Les Obstacles à Lever pour Démocratiser la Fabrication Additive
La fabrication additive, aussi appelée impression 3D, s'est imposée ces dernières années comme un procédé incontournable pour la réalisation de prototypes et de petites séries dans l'industrie. Cependant, son adoption à grande échelle pour la production en série reste encore limitée à quelques grands groupes pionniers. En effet, malgré tous les avantages qu'elle apporte en termes de liberté de conception, de personnalisation et de rapidité, la fabrication additive fait face à plusieurs obstacles majeurs qui freinent sa démocratisation au sein des usines.
La qualification des pièces, un challenge clé
L'un des principaux freins est lié à la qualification et la certification des pièces produites par fabrication additive. La question de la fiabilité et de la reproductibilité des procédés inquiète encore de nombreux industriels. Comme le souligne Philippe Bello, président de Platinium 3D :
Comme pour toute innovation, la question de la fiabilité des procédés et des pièces ainsi que de la responsabilité en cas de problèmes se pose. Pour renforcer la confiance des marchés et des clients, il est bon de pouvoir se reposer sur des normes qualité.
– Philippe Bello, Platinium 3D
Le manque de normalisation est ainsi identifié comme l'un des principaux verrous à lever pour sécuriser les industriels et accélérer l'adoption de la fabrication additive.

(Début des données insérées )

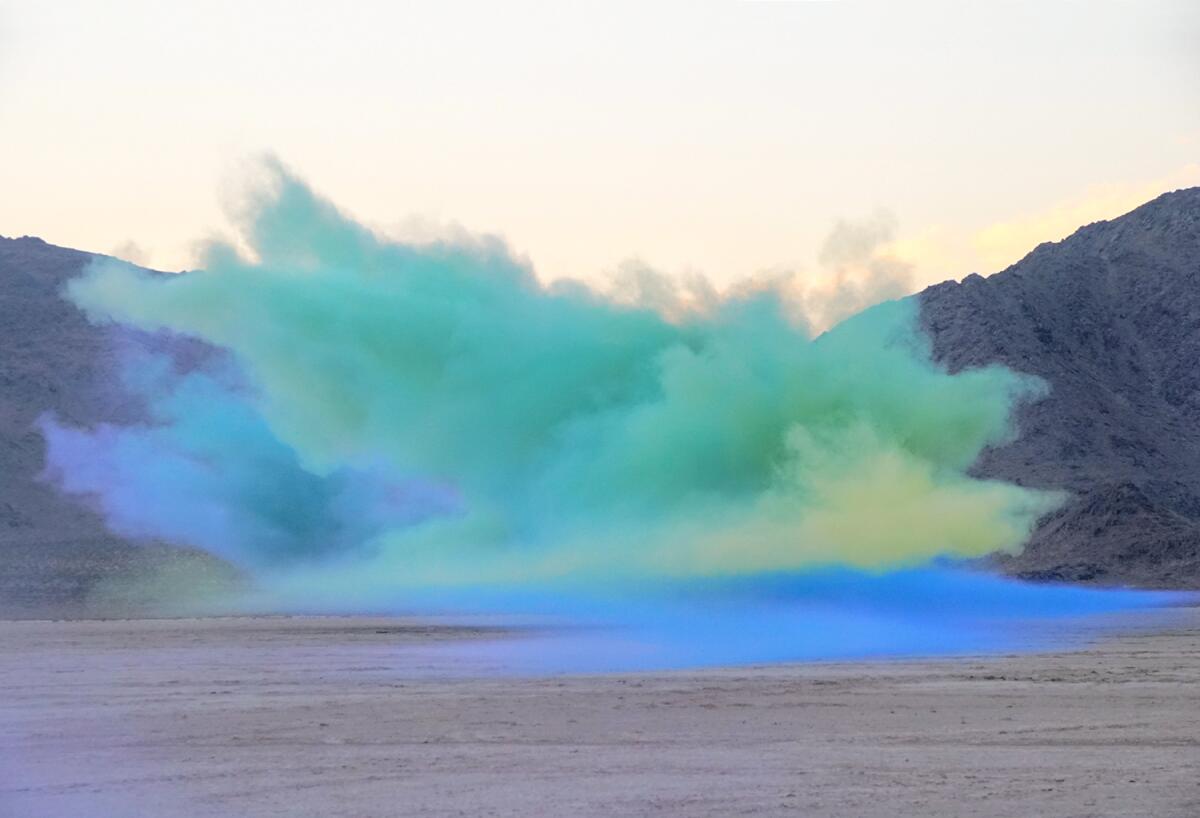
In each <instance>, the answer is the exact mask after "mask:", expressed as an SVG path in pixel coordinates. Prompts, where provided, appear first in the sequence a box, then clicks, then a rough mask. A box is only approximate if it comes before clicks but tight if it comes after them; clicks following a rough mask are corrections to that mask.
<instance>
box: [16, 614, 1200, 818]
mask: <svg viewBox="0 0 1200 818" xmlns="http://www.w3.org/2000/svg"><path fill="white" fill-rule="evenodd" d="M1144 615H1145V614H1144ZM1154 616H1156V618H1157V619H1154V621H1153V622H1151V621H1150V620H1145V621H1144V622H1142V625H1147V626H1150V625H1152V626H1153V628H1156V630H1146V628H1142V630H1139V631H1135V632H1126V634H1124V636H1120V637H1108V638H1103V639H1100V640H1099V642H1097V643H1096V644H1093V645H1092V646H1091V648H1088V649H1085V650H1079V651H1075V652H1052V654H1043V655H1033V656H1000V657H990V658H959V660H934V661H890V662H869V663H836V664H804V666H776V667H766V668H738V669H719V670H701V672H696V670H690V672H671V673H653V674H630V675H619V676H570V678H541V679H520V678H505V676H497V675H486V674H485V675H479V674H478V672H479V670H480V669H481V668H472V667H462V666H461V662H460V664H455V663H454V662H450V663H448V660H445V658H444V657H439V656H438V655H436V654H430V652H428V651H427V646H428V645H436V644H442V643H445V642H455V640H457V642H458V643H460V644H468V643H467V640H472V639H480V638H485V637H488V636H490V634H488V633H487V632H486V631H482V630H479V628H470V627H449V626H444V625H439V624H437V622H428V621H413V620H397V619H337V618H292V619H276V618H258V619H206V620H152V621H83V622H48V621H25V622H0V752H2V756H0V814H4V816H14V817H19V818H25V817H38V816H71V817H79V818H130V817H134V816H137V817H139V818H142V817H151V818H166V817H175V816H180V817H182V816H187V817H190V818H206V817H210V816H211V817H220V818H240V817H251V816H253V817H258V816H314V817H316V816H320V817H322V818H335V817H342V816H346V817H350V816H353V817H356V818H359V817H373V816H542V814H545V816H601V814H602V816H646V814H670V816H742V814H752V816H773V814H797V816H880V817H883V816H887V817H888V818H893V817H895V816H1014V817H1016V816H1020V817H1021V818H1026V817H1028V816H1079V817H1085V816H1087V817H1093V816H1157V817H1160V818H1162V817H1171V816H1177V817H1180V818H1194V817H1195V816H1198V814H1200V775H1198V771H1200V611H1196V609H1178V611H1174V612H1170V614H1169V615H1168V614H1162V613H1158V614H1154ZM1164 616H1165V619H1164ZM491 636H494V634H491ZM456 661H458V660H456Z"/></svg>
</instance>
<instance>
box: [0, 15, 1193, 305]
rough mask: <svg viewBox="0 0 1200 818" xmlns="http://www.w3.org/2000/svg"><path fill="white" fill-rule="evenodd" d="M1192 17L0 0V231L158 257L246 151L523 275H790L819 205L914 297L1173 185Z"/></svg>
mask: <svg viewBox="0 0 1200 818" xmlns="http://www.w3.org/2000/svg"><path fill="white" fill-rule="evenodd" d="M534 18H535V19H536V25H533V24H532V22H533V19H534ZM667 35H670V36H667ZM1198 35H1200V12H1198V11H1196V8H1195V7H1194V6H1193V5H1190V4H1184V2H1165V1H1164V2H1152V4H1128V2H1106V1H1102V2H1060V4H1025V2H1018V4H1003V5H1000V6H988V7H982V6H977V5H971V6H962V5H955V4H944V2H942V4H930V2H924V4H917V5H906V6H905V7H904V8H896V7H894V6H890V5H888V6H884V5H880V4H850V2H847V4H841V2H829V4H822V2H796V4H698V5H695V4H655V5H653V6H648V7H638V6H632V5H617V6H605V7H602V8H600V7H583V6H571V7H559V6H554V5H546V4H540V5H539V4H526V5H516V6H514V5H505V6H504V7H503V8H493V7H487V6H482V7H475V6H469V5H455V4H451V5H449V6H446V5H437V6H434V5H421V4H409V5H397V6H394V5H384V4H356V5H354V6H344V5H332V4H308V5H306V6H305V7H304V8H294V7H292V6H288V5H286V4H254V5H253V6H251V7H244V6H241V5H239V4H230V2H199V4H192V5H190V6H188V7H187V8H176V7H167V6H158V5H156V4H150V2H137V1H134V0H125V1H122V2H110V4H90V2H61V4H54V5H47V4H32V2H13V1H5V2H0V146H2V148H4V155H2V158H0V186H2V187H4V188H5V190H6V191H10V192H12V191H19V196H12V194H10V196H7V197H4V199H2V200H0V233H2V234H5V235H22V234H30V235H38V236H42V237H44V239H47V240H49V241H53V242H54V243H61V245H70V246H74V247H80V248H84V249H89V251H94V252H108V253H115V254H118V255H121V257H124V258H127V259H130V260H133V261H137V263H142V264H146V265H150V266H155V267H158V269H184V267H187V266H191V265H193V264H194V261H196V255H194V242H196V241H197V240H198V239H203V237H205V236H206V235H210V234H215V233H223V231H227V229H228V228H227V224H228V222H227V219H226V218H224V216H223V215H222V202H223V200H224V199H227V198H228V186H229V180H230V179H235V178H238V176H239V168H241V167H242V166H244V164H245V162H246V160H247V157H253V156H256V155H259V154H260V152H263V151H269V152H274V154H276V155H278V156H280V157H281V158H282V160H283V161H284V162H287V163H288V164H289V166H290V167H293V168H295V169H296V170H298V172H299V173H300V174H302V175H304V176H305V178H307V179H308V180H310V181H311V182H312V184H313V185H316V186H317V187H318V188H320V190H323V191H325V192H328V193H329V194H330V197H331V198H332V199H334V200H336V202H338V203H341V204H342V205H343V206H346V207H347V209H348V210H349V212H350V213H352V215H353V216H354V217H355V218H358V219H359V221H361V222H364V223H365V224H368V225H371V227H372V228H374V229H378V230H382V231H383V233H385V234H389V235H396V234H397V233H398V234H403V235H414V234H416V235H428V234H431V233H438V231H444V230H445V229H448V227H450V228H466V229H468V230H470V231H474V233H488V234H494V235H499V236H503V237H504V239H505V241H508V242H509V243H510V246H511V247H512V248H514V251H515V252H516V253H517V254H520V255H523V257H526V258H528V260H529V261H530V263H532V264H533V266H534V269H535V270H536V272H538V275H539V277H541V278H544V279H552V278H559V277H577V278H584V279H589V281H594V279H596V278H598V277H601V276H604V275H607V273H611V272H612V271H613V270H616V269H618V267H619V266H620V265H622V264H624V263H628V261H629V260H630V259H637V260H638V261H640V263H642V264H646V265H648V266H652V267H654V269H656V270H660V271H664V272H667V273H671V275H680V273H688V272H696V271H698V272H703V273H704V275H707V276H709V277H710V278H712V279H713V281H715V282H718V283H719V284H728V283H731V282H734V281H739V279H743V278H746V277H749V276H754V275H760V273H762V272H764V271H767V272H769V271H779V270H800V271H802V273H803V276H805V277H806V278H808V279H810V281H818V279H822V278H827V277H829V276H830V275H833V273H834V270H833V269H832V265H830V264H829V263H828V258H824V259H823V258H822V257H826V255H827V254H826V253H823V252H822V251H823V248H826V243H827V240H828V239H829V236H830V235H832V234H833V233H834V231H835V230H836V229H838V224H839V223H840V222H842V221H844V219H845V221H846V222H847V223H848V224H851V225H859V227H863V228H864V229H865V230H866V231H869V233H870V234H871V235H872V236H874V245H872V252H875V253H877V254H881V255H883V257H887V258H889V259H893V260H899V261H901V263H905V264H910V265H912V271H911V285H912V289H919V288H920V287H922V285H924V284H926V283H931V282H935V281H942V279H944V278H948V277H961V276H964V275H966V273H968V272H972V271H978V272H985V273H986V272H992V271H995V270H998V269H1002V267H1003V266H1006V265H1007V264H1010V263H1012V261H1014V260H1016V258H1019V257H1020V255H1021V254H1024V253H1025V252H1026V251H1028V249H1030V248H1031V247H1033V246H1034V245H1036V243H1038V242H1039V241H1045V240H1055V239H1060V237H1062V236H1063V235H1066V234H1067V233H1069V231H1070V230H1073V229H1074V228H1075V227H1078V225H1079V224H1082V223H1086V222H1090V221H1096V219H1098V218H1108V217H1112V216H1116V215H1118V213H1121V212H1124V211H1127V210H1129V209H1130V207H1133V206H1135V205H1138V204H1140V203H1141V202H1144V200H1146V199H1150V198H1152V197H1154V196H1157V194H1159V193H1162V192H1165V191H1168V190H1174V188H1177V187H1183V186H1189V185H1198V184H1200V163H1198V160H1196V157H1198V156H1200V150H1198V149H1200V107H1196V106H1189V104H1181V102H1183V101H1187V100H1189V98H1193V97H1194V95H1195V91H1198V90H1200V88H1198V85H1200V83H1198V79H1196V78H1198V77H1200V58H1198V55H1196V50H1195V49H1194V48H1193V47H1192V44H1193V43H1194V42H1196V37H1198ZM949 66H953V70H950V68H949ZM1114 101H1120V106H1115V104H1114ZM864 225H865V227H864Z"/></svg>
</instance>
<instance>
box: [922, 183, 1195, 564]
mask: <svg viewBox="0 0 1200 818" xmlns="http://www.w3.org/2000/svg"><path fill="white" fill-rule="evenodd" d="M918 297H919V299H920V302H922V317H923V323H924V325H925V329H926V331H928V332H929V335H930V336H931V338H932V342H934V349H935V355H936V357H937V359H940V360H941V361H943V362H944V363H946V365H947V366H948V367H949V368H950V369H952V371H958V369H961V368H964V367H972V366H979V365H982V363H990V362H1000V363H1003V365H1006V366H1008V367H1010V368H1013V369H1016V371H1020V372H1027V373H1031V374H1036V375H1039V377H1042V378H1043V379H1045V380H1046V381H1048V383H1049V384H1050V387H1051V391H1050V395H1049V397H1048V398H1045V399H1044V401H1042V402H1038V403H1034V404H1031V405H1027V407H1025V408H1022V410H1021V411H1020V416H1019V420H1020V429H1021V435H1020V438H1019V439H1018V440H1016V441H1015V443H1013V444H1012V445H1008V446H1006V447H1003V449H998V450H994V451H989V452H986V453H985V455H984V457H983V458H982V459H980V462H979V463H978V464H977V467H976V471H977V473H978V474H980V475H986V476H992V477H1001V479H1004V480H1010V481H1013V482H1016V483H1021V485H1024V486H1036V487H1043V488H1061V489H1067V491H1069V492H1070V493H1072V495H1073V498H1072V500H1070V501H1069V503H1068V504H1067V505H1066V506H1064V507H1062V509H1061V510H1060V511H1058V512H1057V513H1055V515H1052V516H1051V517H1049V518H1048V519H1045V521H1043V522H1042V524H1040V525H1039V528H1038V530H1037V531H1036V534H1034V536H1033V539H1032V541H1031V542H1030V543H1028V546H1027V547H1026V549H1025V552H1024V553H1022V554H1021V555H1020V557H1018V558H1015V559H1010V560H1002V565H1004V567H1006V570H1008V571H1010V572H1013V573H1016V575H1019V576H1024V577H1030V578H1042V579H1069V581H1086V582H1097V583H1104V584H1109V583H1133V584H1139V585H1154V587H1192V588H1194V587H1200V188H1190V190H1183V191H1177V192H1175V193H1168V194H1165V196H1162V197H1159V198H1157V199H1154V200H1153V202H1150V203H1148V204H1145V205H1142V206H1141V207H1138V209H1136V210H1134V211H1133V212H1130V213H1127V215H1126V216H1122V217H1120V218H1115V219H1112V221H1109V222H1097V223H1096V224H1090V225H1087V227H1084V228H1081V229H1079V230H1078V231H1076V233H1075V234H1073V235H1072V236H1069V237H1068V239H1064V240H1063V241H1060V242H1055V243H1044V245H1040V246H1039V247H1037V248H1036V249H1034V251H1033V252H1032V253H1030V254H1028V255H1027V257H1025V258H1024V259H1022V260H1021V261H1019V263H1016V264H1014V265H1013V266H1010V267H1008V269H1007V270H1004V271H1003V272H998V273H996V275H994V276H991V277H989V278H983V277H980V276H968V277H967V278H965V279H964V281H962V282H961V283H954V282H947V283H944V284H937V285H936V287H931V288H929V289H926V290H925V291H924V293H922V294H920V295H919V296H918Z"/></svg>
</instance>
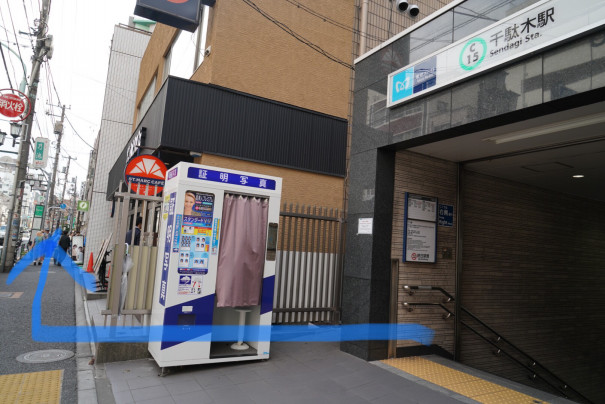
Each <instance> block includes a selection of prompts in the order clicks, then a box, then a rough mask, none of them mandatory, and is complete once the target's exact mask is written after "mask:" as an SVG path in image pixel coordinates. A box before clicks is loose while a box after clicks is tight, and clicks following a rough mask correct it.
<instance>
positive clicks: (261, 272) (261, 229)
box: [149, 163, 282, 367]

Monter en compétences sur la conception 3D
Un autre obstacle majeur se situe au niveau des bureaux d'études. Pour tirer pleinement parti des possibilités offertes par la fabrication additive, il est essentiel que les concepteurs intègrent les spécificités du procédé dès les premières phases de conception numérique. Comme l'explique Cyril Maurin, responsable innovation chez Naval Group :
Jusqu'à présent, nous refaisions des pièces telles qu'elles étaient conçues pour la fonderie. Maintenant, nous commençons à passer à l'étape d'après où le BET conçoit des pièces spécialement dédiées à la fabrication additive. C'est une étape très importante, la vraie valeur ajoutée de la fabrication additive.
– Cyril Maurin, Naval Group
Les entreprises doivent donc investir dans la montée en compétences de leurs bureaux d'études sur la conception adaptée à la fabrication additive. L'intégration d'une chaîne numérique complète, du design à la fabrication, est également cruciale pour exploiter tout le potentiel de ces technologies.
Optimiser le post-traitement des pièces
Le post-traitement des pièces imprimées en 3D représente un autre défi, en particulier pour les technologies de fabrication additive métal. Les pièces obtenues sont souvent similaires à un brut de fonderie et nécessitent de nombreuses opérations de finition. Comme le fait remarquer Cyrille Vue, dirigeant d'Erpro Group :
Le post-traitement reste un frein ainsi que le prix des pièces pour développer la fabrication additive. Il faut trouver de la valeur ajoutée et des marchés. La production peut être lente et la partie post-traitement coûteuse.
– Cyrille Vue, Erpro Group
Il est donc essentiel d'optimiser et d'automatiser les étapes de post-traitement pour gagner en productivité et en compétitivité. Le développement de solutions logicielles et de procédés innovants dans ce domaine est un enjeu clé.
Garantir la souveraineté technologique
Enfin, la question de la souveraineté technologique est également au cœur des préoccupations, notamment pour les secteurs stratégiques sensibles. C'est dans ce contexte que le Cetim, Naval Group et d'autres acteurs ont lancé un programme collaboratif visant à créer une filière française de fabrication additive métal grande pièce et en série. Comme le précise Guillaume Rückert, expert chez Naval Group :
Il est nécessaire de disposer de moyens français pour ne pas être dépendants d'acteurs internationaux, en particulier hors Europe. Ce démonstrateur nous permettra d'avoir une chaîne numérique complètement intégrée.
– Guillaume Rückert, Naval Group
Construire une filière industrielle souveraine sur la fabrication additive est un enjeu crucial pour garder le contrôle sur ces technologies d'avenir et encourager leur diffusion.
En résumé, malgré les immenses promesses de la fabrication additive, plusieurs obstacles freinent encore son adoption massive dans l'industrie :
- La qualification et la certification des pièces imprimées en 3D
- La montée en compétences des bureaux d'études en conception adaptée
- L'optimisation et l'automatisation du post-traitement des pièces
- Le développement d'une filière industrielle souveraine
Pour démocratiser réellement cette technologie de rupture, il est essentiel que les industriels, soutenus par les pouvoirs publics, s'attaquent collectivement à ces différents challenges. La mobilisation de l'ensemble de l'écosystème, à travers des programmes collaboratifs et des plateformes d'échanges, sera décisive pour accélérer la maturation et la diffusion de la fabrication additive au cœur des usines.